Joining the Swiss Confederation, Reformation
In 1501 Basel – together with Schaffhausen – joined the Swiss Confederation. The construction of the Rathaus (Town Hall), the present seat of government and parliament, began. In 1529 the Reformation was brought to Basel by Oekolompad among others; the Bishop was forced to leave the city, and the city guilds assumed power.
Commercial and industrial city
Around 1560, Italian and French religious refugees won increasing influence over commercial activities in general and the silk trade in particular. In 1670, the silk ribbon industry started to grow. From 1685 onwards, Protestants migrated to Basel from all over Europe, bringing new manufacturing skills and methods with them. In 1758, the trading house Johann Rudolf Geigy was founded; shortly afterwards, production of the first dyes began.
Peace of Basel, Napoleon, separation from Basel-Landschaft
In 1795, the Peace of Basel marked the end of the drawn-out war between France, Spain and Prussia. Shortly afterwards, Napoleon occupied Switzerland and created a centralised Swiss state. New civil rights were introduced. 1803, however, saw a return to the old confederation of states. Nevertheless, certain territories retained their new-found autonomy. In the year 1833, Basel-Landschaft successfully defended itself against the dominance of Basel-Stadt, and constituted itself as an independent canton; Basel thereby lost its outlying territories and two thirds of its assets. In 1844 the first railway in Switzerland was built in Basel. Basel experienced the fastest growth in its history. In 1849 the first museums were built at Augustinergasse.

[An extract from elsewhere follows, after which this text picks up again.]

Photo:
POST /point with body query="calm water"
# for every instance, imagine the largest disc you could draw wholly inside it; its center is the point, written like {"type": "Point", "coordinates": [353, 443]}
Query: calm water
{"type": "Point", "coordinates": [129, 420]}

Economic growth, spared from the war
Switzerland was spared the horrors of the First World War – despite its geographical proximity to a number of major battlegrounds. During the Second World War (1939–1945) the country was entirely surrounded by fascist states. Nevertheless, it managed to avoid being attacked. Cross-border relations, however, did not thrive during this period. In spite of this, not long after the end of the War, in 1953, the world’s first binational airport, Basel-Mulhouse, was opened. Cross-border co-operation has been championed since 1963 by the organisation ‘Regio Basiliensis’.
In 1992 a proposal to join the European Economic Area (EEA) was rejected at the national level by both the electorate and the cantons; however, Basel-Stadt voted in favour, together with the French speaking part of Switzerland. In the 1990es Basel saw two major corporate mergers: Sandoz and Ciba merged to become Novartis, one of the largest pharmaceutical corporations in the world. And in the financial sector, the Swiss Bank Corporation and the Union Bank of Switzerland merged to form UBS, one of the world’s largest banks. Corporate spin-offs have been encouraged, and the first biotechnology enterprises sprung up in the region.
Name, coat of arms, ‘Baselstab’
The origin of the name Basel remains a matter of contention. Some philologists cite Ancient Greek, where ‘basileus’ means ‘king’; others point to the Celts, who frequently used the linguistic root ‘basil’ for place names and personal names. However, the earliest documented citation of Basilia, the city at the bend in the Rhine, dates from the year 374. Basel’s heraldic animal, the basilisk, is certainly of more recent origin. It is a mythical creature, part cockerel and part dragon, which appeared for the first time around the year 450. The cantonal symbol, the ‘Baslerstab’ derives from the bishops’ crook used as a symbol of bishops’ authority since the year 1000, and found its present form in the 14th century. Like all bishops’ crooks, it symbolises Moses’ crook.